Researcher Awarded Grant to Study Pathways Leading to Statin Risks for Diabetes

James Hamilton

James A. Hamilton, PhD, professor of physiology and biophysics, has received research support from Kowa Pharmaceuticals America. Dr. Hamilton and his colleagues will study complex pathways of statin influence on insulin secretion and glucose metabolism to help further understand the potential risks in adults with prediabetes or type 2 diabetes (T2D).

CVD is the leading cause of death in adults with T2D, a worldwide health epidemic affecting more than 400 million adults, including a significant increased risk in patients with insulin resistance and prediabetes. Elevated LDL (low-density lipoprotein) cholesterol that promotes atherosclerosis and CVD is treated mainly by diet and statins, which are very effective for most patients.

Recent meta-analysis assessing long-term clinical studies with statins have found that statins increase the risk of developing new onset T2D by approximately 10 percent and can be much higher in those patients with associated risk factors for diabetes and a decrease in insulin secretion and sensitivity, which are key markers of ongoing risk for T2D.
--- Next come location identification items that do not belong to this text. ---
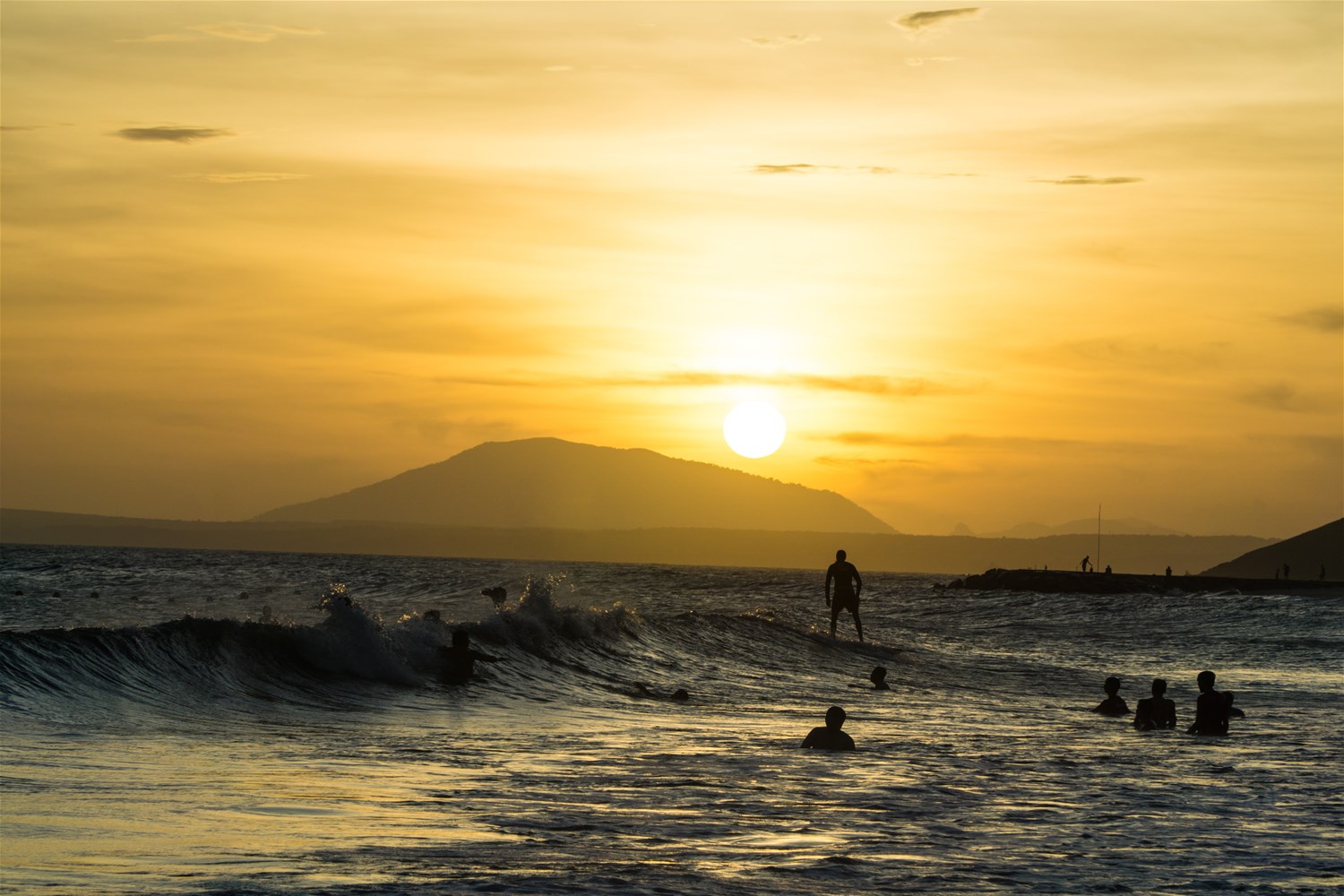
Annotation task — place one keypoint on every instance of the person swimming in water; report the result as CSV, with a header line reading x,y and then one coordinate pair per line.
x,y
830,737
849,584
1156,711
1210,708
642,689
1113,704
460,659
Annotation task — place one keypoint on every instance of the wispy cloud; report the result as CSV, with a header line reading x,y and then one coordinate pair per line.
x,y
781,42
228,31
161,38
988,443
919,23
172,134
886,386
1277,397
1088,180
804,168
800,168
1327,319
242,177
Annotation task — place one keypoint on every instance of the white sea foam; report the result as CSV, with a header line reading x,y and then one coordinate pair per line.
x,y
175,742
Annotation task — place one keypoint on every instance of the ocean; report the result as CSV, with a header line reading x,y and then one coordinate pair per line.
x,y
209,721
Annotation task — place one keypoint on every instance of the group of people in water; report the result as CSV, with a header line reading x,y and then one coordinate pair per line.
x,y
841,589
1212,708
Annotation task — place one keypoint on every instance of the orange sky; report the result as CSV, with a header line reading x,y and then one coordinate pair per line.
x,y
994,263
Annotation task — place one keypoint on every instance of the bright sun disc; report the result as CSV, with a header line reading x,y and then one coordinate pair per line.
x,y
753,429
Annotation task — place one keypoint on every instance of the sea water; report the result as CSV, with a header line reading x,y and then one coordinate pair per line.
x,y
182,721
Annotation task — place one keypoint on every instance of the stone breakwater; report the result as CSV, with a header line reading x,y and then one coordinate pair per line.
x,y
1074,582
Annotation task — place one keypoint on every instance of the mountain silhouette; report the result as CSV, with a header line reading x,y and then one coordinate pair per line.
x,y
566,485
1305,554
1126,525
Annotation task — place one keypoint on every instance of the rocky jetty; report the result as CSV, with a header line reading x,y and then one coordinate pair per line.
x,y
1073,582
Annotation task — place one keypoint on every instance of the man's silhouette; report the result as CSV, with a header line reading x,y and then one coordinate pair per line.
x,y
1210,708
1113,704
830,737
1156,711
460,659
849,584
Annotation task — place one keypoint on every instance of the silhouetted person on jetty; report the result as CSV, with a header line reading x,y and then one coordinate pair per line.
x,y
1156,711
1210,708
849,584
830,737
461,659
1113,704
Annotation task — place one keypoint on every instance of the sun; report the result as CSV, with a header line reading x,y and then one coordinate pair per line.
x,y
754,429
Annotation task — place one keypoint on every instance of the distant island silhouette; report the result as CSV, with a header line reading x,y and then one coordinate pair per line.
x,y
556,484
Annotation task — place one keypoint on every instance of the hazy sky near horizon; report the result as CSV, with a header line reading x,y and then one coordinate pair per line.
x,y
994,263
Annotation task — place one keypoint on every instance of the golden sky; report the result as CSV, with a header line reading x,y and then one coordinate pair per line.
x,y
994,263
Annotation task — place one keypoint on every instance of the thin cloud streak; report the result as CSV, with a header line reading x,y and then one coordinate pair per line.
x,y
244,177
884,386
917,23
172,134
781,42
1088,180
806,168
1325,319
965,441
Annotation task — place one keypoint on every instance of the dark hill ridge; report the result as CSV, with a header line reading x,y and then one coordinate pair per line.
x,y
1305,554
566,485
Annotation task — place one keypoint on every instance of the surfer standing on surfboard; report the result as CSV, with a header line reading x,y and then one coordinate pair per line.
x,y
849,584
The intricate mechanisms related to the side effect of altering glucose metabolism are not yet clearly elucidated, and certain statins have a greater differential risk for this potential side effect at increasing doses.

“Whereas the mechanisms of how statins work are clear and their benefit of cardiovascular risk reduction well established, our novel cell physiology and glucose metabolism studies will help to provide a clearer explanation of the differential risk and interference in glucose regulation and insulin sensitivity,” said Dr. Hamilton. “We hope our research will help provide a greater foundation for optimizing individual treatment considerations related to statin therapy.”

Established in 2008, Kowa Pharmaceuticals America, Inc., is the U.S. affiliate of Kowa Company Ltd (Nagoya, Japan) which focuses on research and development for cardiovascular and cardiometabolic (i. e. dyslipidemia, atherosclerosis and T2D mellitus), ophthalmologic and anti-inflammatory therapeutics.